Endocrine Abstracts (2015) 38 P156 | DOI: 10.1530/endoabs.38.P156

Adverse metabolic profile in long-term survivors of adult and childhood-onset brain tumours: the role of growth hormone deficiency

Julie Lynch1, Nikolaos Kyriakakis1,2, Satish S Kumar1, Ramzi Ajjan2, Georgina Gerrard3, Carmel Loughrey3, Adam Glaser4 & Robert D Murray1,2


1Leeds Centre for Diabetes and Endocrinology, St James’s University Hospital, Leeds, UK; 2Division of Cardiovascular and Diabetes Research, Leeds Institute of Cardiovascular and Metabolic Medicine, University of Leeds, Leeds, UK; 3Clinical Oncology, Leeds Cancer Centre, St James’s University Hospital, Leeds, UK; 4Paediatric Haematology and Oncology, Leeds Teaching Hospitals NHS Trust, Leeds, UK.


Introduction: Childhood-onset brain tumour (CO-BT) survivors demonstrate elevated standardized mortality rates for cardiac disease. Adverse lipid profile and body composition contribute to the increased cardiovascular risk. Little is known about the metabolic changes in long-term survivors of adult-onset brain tumours (AO-BT).

Methods: We performed a cross-sectional study to compare cardiovascular risk parameters in CO-BT with AO-BT survivors and healthy controls. Measurements of lipid profile, fasting glucose and body composition were performed. Basal anterior pituitary hormone profile and dynamic tests (ITT or GST) were also undertaken.
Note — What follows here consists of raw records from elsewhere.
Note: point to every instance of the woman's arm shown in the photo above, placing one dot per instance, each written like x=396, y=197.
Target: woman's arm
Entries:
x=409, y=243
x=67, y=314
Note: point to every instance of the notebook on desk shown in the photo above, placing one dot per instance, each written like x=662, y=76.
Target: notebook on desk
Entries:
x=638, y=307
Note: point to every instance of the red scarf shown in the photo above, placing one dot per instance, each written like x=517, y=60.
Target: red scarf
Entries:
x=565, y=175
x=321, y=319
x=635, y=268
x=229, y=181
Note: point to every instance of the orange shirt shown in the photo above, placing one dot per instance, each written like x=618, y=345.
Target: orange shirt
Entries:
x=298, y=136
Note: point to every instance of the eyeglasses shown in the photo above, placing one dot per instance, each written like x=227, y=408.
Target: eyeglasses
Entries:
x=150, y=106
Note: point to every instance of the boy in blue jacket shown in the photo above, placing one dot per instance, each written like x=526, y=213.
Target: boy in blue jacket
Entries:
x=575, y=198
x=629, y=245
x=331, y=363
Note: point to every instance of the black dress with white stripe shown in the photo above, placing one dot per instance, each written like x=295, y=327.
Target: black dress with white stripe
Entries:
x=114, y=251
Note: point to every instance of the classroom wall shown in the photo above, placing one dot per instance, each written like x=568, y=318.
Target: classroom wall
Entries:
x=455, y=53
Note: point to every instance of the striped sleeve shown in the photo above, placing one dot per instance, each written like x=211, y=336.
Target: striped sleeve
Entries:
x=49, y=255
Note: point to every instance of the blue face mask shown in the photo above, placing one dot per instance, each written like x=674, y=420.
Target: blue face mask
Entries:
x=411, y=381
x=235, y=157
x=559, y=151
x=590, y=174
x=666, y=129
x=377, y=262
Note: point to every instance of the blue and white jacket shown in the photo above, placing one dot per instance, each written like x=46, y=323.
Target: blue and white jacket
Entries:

Results: patients with AO-BT (mean age 39.5±13.2 years), 17 patients with CO-BT (mean age 20.4±4.9 years) and 36 healthy controls were assessed. All patients received cranial radiotherapy. 89.5% (17/19) of adult-onset and 94.1% (16/17) of childhood-onset patients developed growth hormone deficiency (GHD), partial or severe. No difference in the lipid profile and body composition was noted between the AO-BT and CO-BT groups. Fasting glucose was higher in the adult-onset compared with the childhood-onset group (5.07±0.99 mmol/l vs 4.56±0.33 mmol/l, P=0.04), however no difference was observed in the HbA1c. Patients with GHD, not on GH replacement, demonstrated significantly elevated total (5.64±1.06 mmol/l vs 4.66±0.9 mmol/l, P=0.004) and LDL cholesterol (3.28±0.66 mmol/l vs 2.76±0.82 mmol/l, P=0.016), BMI (28.3±6.6 vs 24.8±3.5, P=0.046), waist/hip ratio (0.89±0.07 vs 0.82±0.07, P=0.001) total (26.6±12.5 kg vs 15.4±7.5 kg, P=0.001) and truncal (14.76±6.35 kg vs 8.1±4.1 kg, P<0.001) fat mass and skinfold thickness (78.9±33.1 mm vs 41.32±17.2 mm P<0.001), compared with controls. On the contrary, patients on GH replacement did not differ for the above parameters from controls, with the exception of summative skinfold thickness, which was higher in the patient group (73.95±31.03 mm vs 45.38±14.18 mm, P=0.038).

Conclusions: Our results demonstrate an adverse cardiovascular risk profile in long-term brain tumour survivors of both adult and childhood onset. GHD has a pivotal role in patients’ metabolic status, while GH therapy improves most of the metabolic parameters.